The Sponsors Perspective: SpycerNode Harnesses High Performance Computing

In 2018, ​​Rohde & Schwarz announced a new multi-user shared access storage system called SpycerNode. It offers a radically different approach to coping with broadcast & media storage requirements. In this article, we take a closer look to see how its approach differs and where this might add value to broadcasters, content owners and facilities.

This article was first published as part of Essential Guide: Intelligent Storage for Broadcast Workflows

New storage turnkey systems are harnessing the latest advantages in High Performance Computing (HPC). In terms of storage it refers to the system’s performance, scalability and redundancy. 

HPC is a combination of hardware, file system and RAID approach. The main difference between traditional and HPC approaches is the way it handles certain challenges. HPC employs redundancy using software “RAID” technologies called erasure coding to increase overall performance and reduce rebuild times.
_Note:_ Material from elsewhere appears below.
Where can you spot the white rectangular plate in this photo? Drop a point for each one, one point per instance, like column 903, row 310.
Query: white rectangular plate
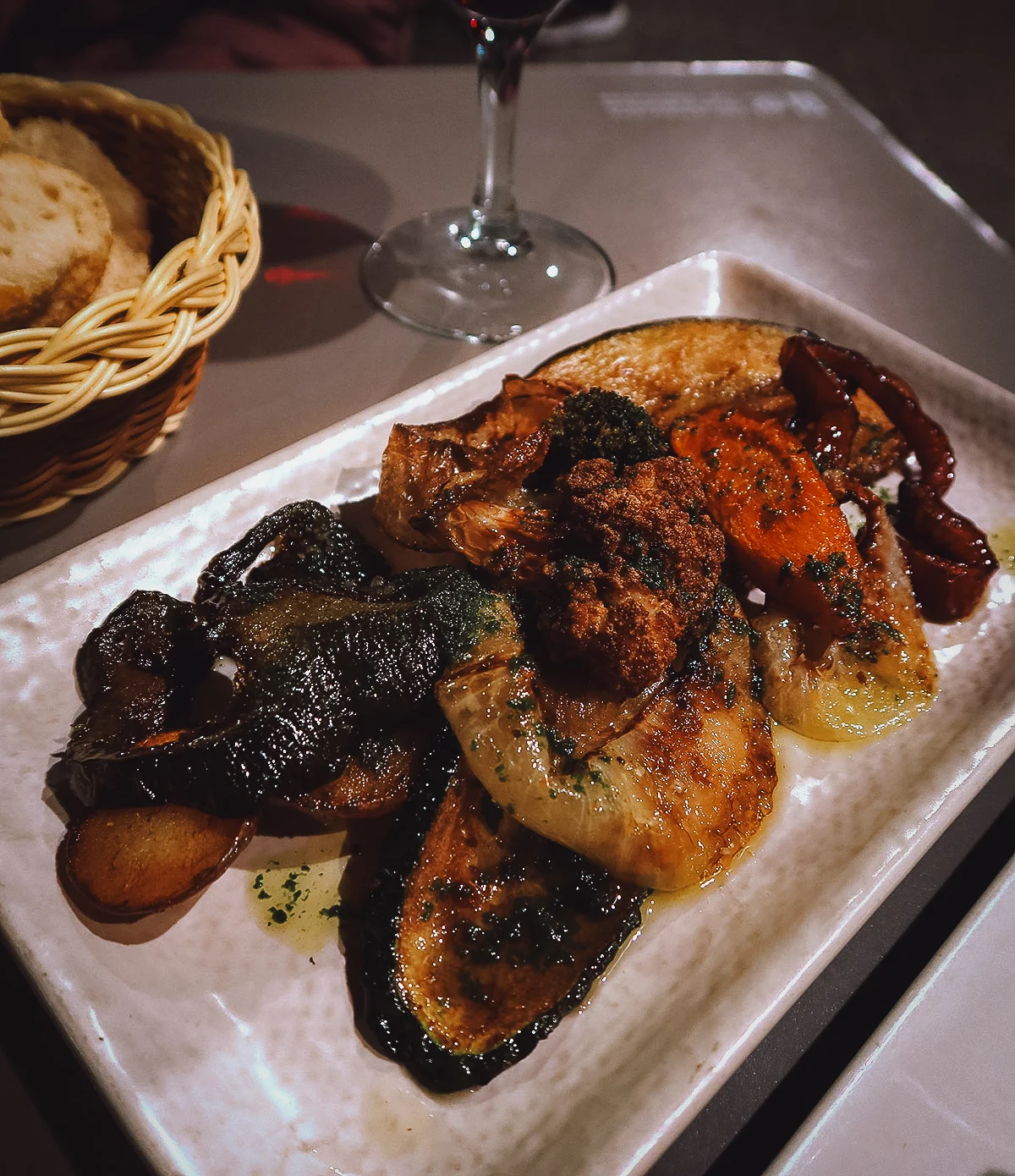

Scalability is almost infinite, and expansion is possible during operation.

The most compelling aspects of utilizing HPC is its building-block characteristics. It provides the ability to build a single global name space with different speeds of storage node.

This inherent system flexibility comes in three different chassis. 2u12 and 5u84 which are available with NL-SAS HDD and SAS SSDs in different capacities. An additional 2u24 chassis design is a pure flash system. There are main processor units and JBOD units. A main unit is always redundant, equipped with two appliance controllers (AP). Each AP features two 100 Gbit interfaces resulting in four 100 Gbit interfaces per main unit.

The combination of different chassis systems makes SpycerNode suited to a great range of applications. The 2u system represents a compact, lightweight unit that is appropriate to applications where space-saving is important, being ideal for application within OB Truck environments, or as a very dense, high speed storage device for on-premise applications. The larger 5u system offers heavyweight storage facilities on-premise within broadcast production centres and post facilities.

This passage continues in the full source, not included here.